All in all, a grand day out, but how about some female speakers next year, dear NFWI? I'll sign off with a few pictures from the day.

All rise for Jerusalem!

The NFWI Chair, Janice Langley. Seemed like a nice lady!

Monday, 2 June 2014

Saturday 24th May - Sustainability and Dress a Girl Project

Well, the May meeting certainly came round quickly - I don’t know where the weeks go. It was the start of the school half term holidays so we had a few members away, most noticeably Ann James - this was the very first meeting that Ann has missed since we started, so we felt her absence!

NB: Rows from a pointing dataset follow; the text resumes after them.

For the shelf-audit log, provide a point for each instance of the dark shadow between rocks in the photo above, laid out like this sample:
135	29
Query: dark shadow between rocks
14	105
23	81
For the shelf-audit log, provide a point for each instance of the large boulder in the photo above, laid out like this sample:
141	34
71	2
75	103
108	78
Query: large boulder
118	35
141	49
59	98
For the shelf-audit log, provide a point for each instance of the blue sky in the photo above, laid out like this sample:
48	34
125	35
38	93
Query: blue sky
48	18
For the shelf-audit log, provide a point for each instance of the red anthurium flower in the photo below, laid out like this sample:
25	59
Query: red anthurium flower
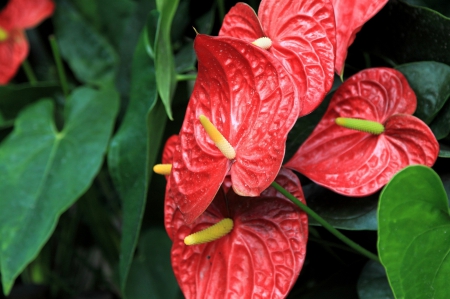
357	163
303	38
260	258
17	16
350	16
247	95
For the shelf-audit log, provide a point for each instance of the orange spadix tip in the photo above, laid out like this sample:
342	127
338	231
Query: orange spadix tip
163	169
222	144
263	42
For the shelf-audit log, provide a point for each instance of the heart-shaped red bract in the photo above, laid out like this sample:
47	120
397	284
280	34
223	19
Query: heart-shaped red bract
249	97
350	16
303	39
169	205
17	16
355	163
260	258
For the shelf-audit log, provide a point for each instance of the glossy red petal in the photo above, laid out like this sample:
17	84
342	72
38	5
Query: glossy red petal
169	148
241	22
169	204
13	52
248	96
260	258
355	163
303	37
350	16
23	14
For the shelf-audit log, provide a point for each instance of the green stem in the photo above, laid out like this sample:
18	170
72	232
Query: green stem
29	72
186	77
59	66
325	224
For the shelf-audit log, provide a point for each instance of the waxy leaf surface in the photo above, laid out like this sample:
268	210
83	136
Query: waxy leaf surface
90	56
43	171
151	274
340	211
262	255
350	17
414	234
303	39
373	282
246	93
356	163
131	152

We were joined in the morning by the lovely Gaye Wilmot from Solec ( Gaye talked to us about current developments in sustainability and what we can do to make our own homes more sustainable. It seems that one of the best options for homes and businesses is to swap to LED lights, although I was very interested in the water heating systems too - a hot bath for free! (Well, not free, you pay around £4000 in set-up costs, but it would work out free after 10 years or so.) We enjoyed a good debate about why governments aren’t pushing for sustainable energy resources and opting for fracking instead, and why the monetary incentives and ‘green deals’ are so complicated. Before long we had worked up a hunger and it was time for lunch. As ever, lunch was scrumptious.

Then it was time for El Presidente's Sweat Shop! We had originally planned to have a go at making our own pair of knickers, but at the last meeting it was decided that we should get the sewing machines on the go and attempt to make some pillowcase dresses for the ‘Dress a Girl Project’. When Andrea first mentioned the project a few months ago, we were all very moved by the charity's tag line ‘Every girl deserves a pretty dress’.

It was decided that it would probably be best to work in small teams to create a manufacturing line / sweatshop. We started with the wonderful 'hot press' girls Katherine and Sarah, pressing all of the fabrics ready to be cut up and sewn. Lynn and Kieren were busy cutting up the pillow cases, opening up arm and neck holes. Then it was on to Kate, Jayne, Audrey and Trina working the machines and working their magic.

Margaret was busy threading the elastic from her never ending supply of elastic - where did she get it all from? Val and Maureen threaded the straps and checked overall quality before passing the dresses onto the embellishment team led by Barbara and supported by Trish, Lynn, Pat, Sarah and Andrea. Then there was Clair on the teas and coffees, all encouraged and chivvied along by me.

After the success of previous sewing workshops we had initially thought that we might complete four or so dresses, so we were thrilled to complete no less than fourteen dresses! Clair was sent back to the kitchen and Audrey was allowed to have a slice of her own birthday cake to celebrate. All in all, a great workshop.